Now this is a theme that requires great poetic flourishes. When Sahir Ludhianvi is the lyricist, he is bound to do justice to the theme. Only Sahir could do full justice to it. He breathes life into the theme, with his magical and memorable compositions.
As the title, itself, suggests, there is scope enough for Ghazals, like Naghma-o-Sher ki saughaat kise pesh karun; Ishq ke garmi-e-jazbaat kise pesh karun; and Rang aur noor ki baraat kise pesh karun. Among the other lilting songs are Unse nazareN mili aur hijaab aagaya and Mujhe yeh phool na de.
Ejaaz, a revolutionary poet and an atheist, is dead set against Ghazal. He is not bound by radeef and qaafiyah in his compositions and writes only free verse. Ghazal or Nazm, he will not write in metre.
This avowed policy to oppose the Ghazal goes for a six, when Ejaaz overhears a beautiful, lilting voice singing a Ghazal, Naghma-o-Sher ki saughaat kise pesh karuN. He falls for the haunting voice. The narrative is all about their meeting, the dramatic twists and turns, the inevitable hiccups and the ultimate reunion.
On the other end of the spectrum is Nawab Baqar Ali Khan of Agra, played by Prithviraj Kapoor. The God-fearing Nawab, whose Annual Mushaira is a rage, insists that anyone who does not believe in God cannot compose a good Ghazal.
The Nawab’s daughter is Naaz Ara Begum, played by Meena Kumari, herself a poetess, whose love story with Ejaaz, is set in the backdrop of the Ghazal. Rehman as Nawab Akhtar and Nazima, as Qausar, play stellar roles. Rajendra Nath, often reduced to playing clownish roles, shines in a very different, dignified role.
Interestingly, the love begins during the fasting month of Ramzan that finally blossoms during the Eid festivities.
During the Eid get-together, Naaz Ara Begum recites a couplet to mock her Anglicized cousin, Nawab Akhtar (Rehman), Aise Angrez bane Naam-e-Khuda bhool Gaye, Cake ko khaa kar, Siwwaiyon la mazaa bhool gaya.
Akhtar Nawab compliments her, saying, doosra misra kuch yuhn hona tha ke, Sher ko sun ke Siwwaiyon ka maza bhool gaya.
Seen as the eternal and everlasting monument of love, Shakeel Badayuni paid the greatest tribute to Taj Mahal in the film, Leader, through his Nazm, Ek Shahenshaah ne banwaake haseen Taj Mahal, saari duniya ko mohobat ki nishani di hai.

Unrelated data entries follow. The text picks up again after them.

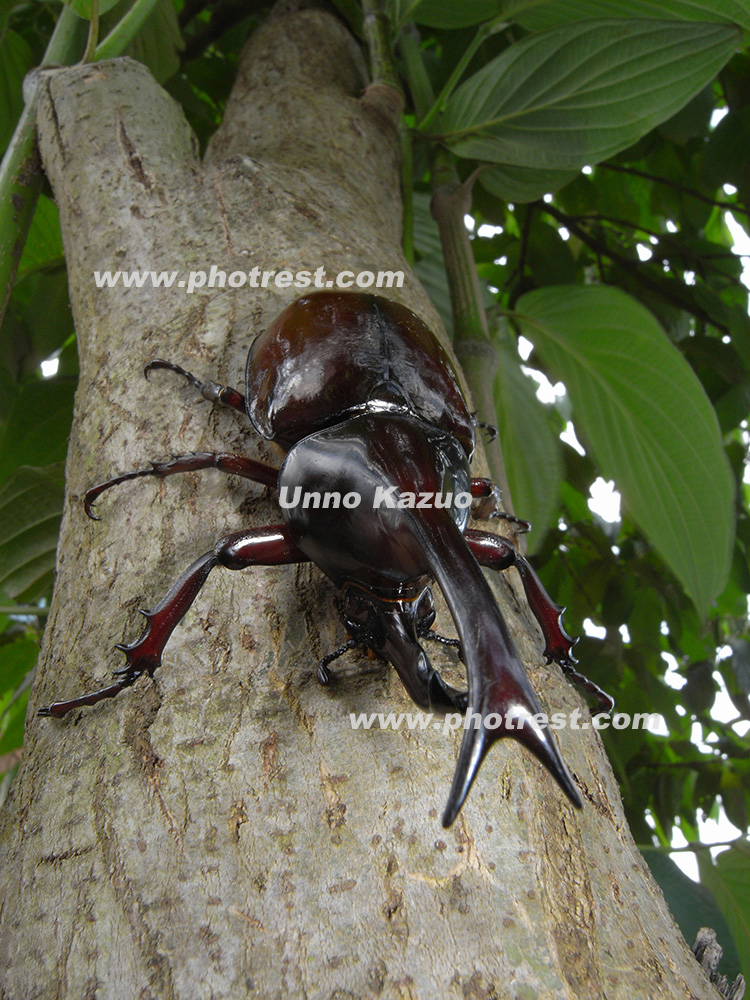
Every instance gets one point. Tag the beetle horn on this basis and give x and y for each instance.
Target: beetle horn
(501, 698)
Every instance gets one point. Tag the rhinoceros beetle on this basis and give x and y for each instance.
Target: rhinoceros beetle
(367, 404)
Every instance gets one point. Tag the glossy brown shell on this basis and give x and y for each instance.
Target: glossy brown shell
(333, 354)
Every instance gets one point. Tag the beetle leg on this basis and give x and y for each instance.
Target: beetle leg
(324, 674)
(606, 701)
(211, 391)
(270, 546)
(500, 698)
(496, 552)
(487, 505)
(236, 465)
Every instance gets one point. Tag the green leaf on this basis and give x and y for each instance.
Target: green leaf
(728, 877)
(693, 906)
(16, 659)
(523, 184)
(580, 93)
(83, 8)
(531, 451)
(31, 503)
(44, 242)
(16, 59)
(38, 426)
(725, 155)
(430, 266)
(648, 422)
(539, 17)
(445, 13)
(159, 41)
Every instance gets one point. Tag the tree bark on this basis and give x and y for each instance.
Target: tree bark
(220, 830)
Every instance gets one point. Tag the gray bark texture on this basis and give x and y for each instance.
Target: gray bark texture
(220, 830)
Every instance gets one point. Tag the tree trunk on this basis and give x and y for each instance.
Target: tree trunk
(220, 830)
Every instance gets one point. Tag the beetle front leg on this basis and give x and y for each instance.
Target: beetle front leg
(487, 498)
(271, 546)
(211, 391)
(496, 552)
(236, 465)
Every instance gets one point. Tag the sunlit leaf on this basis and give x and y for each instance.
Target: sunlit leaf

Through this film, Sahir comes up with his revolutionary response to the Taj Mahal.
Sahir presents his devastating refutation of Shakeel’s Nazm: Taj tere liye ek mazhar-e-ulfat hi sahi
tujhko is vaadi-e-rangeen se aquidat hi sahi
Meri mahboob kahiN aur mila kar mujh se….
Yeh chaman-zar, yeh Jamuna ka kinara, yeh Mahal, yeh munnakash dar-o-deewar, yeh mehraab yeh Taj, ek Shahen Shah ne daulat ka sahara le kar, hum gharibon ki mohobat ka udaya hai mazaakh.
The film opens on a poetic and poignant note. Yeh Agra hai. Yahan ki sar-zameen, yahaan ka zarra-zarra, ghuzarne waale ko aawaaz deta hai ke sambhal. Agar mohobbat ke kooch meiN daakhil huva hai to mohobbat ki haseeN yaadgaar par nazar daal, aur sun, ke aaj tak yeh khamosh mohobat ki zabaan kya kah rahi hai. Kah rahi hai ke humko gor-e-gareeban na samajh. Hum koocha-e-tukda hain, hamara Adab Kar. Ahl-e-dil ko chaahiye gor-e-gariban ka Adab. Yeh bhi ek tukda zameen-e-koocha-e-qatil ka hai.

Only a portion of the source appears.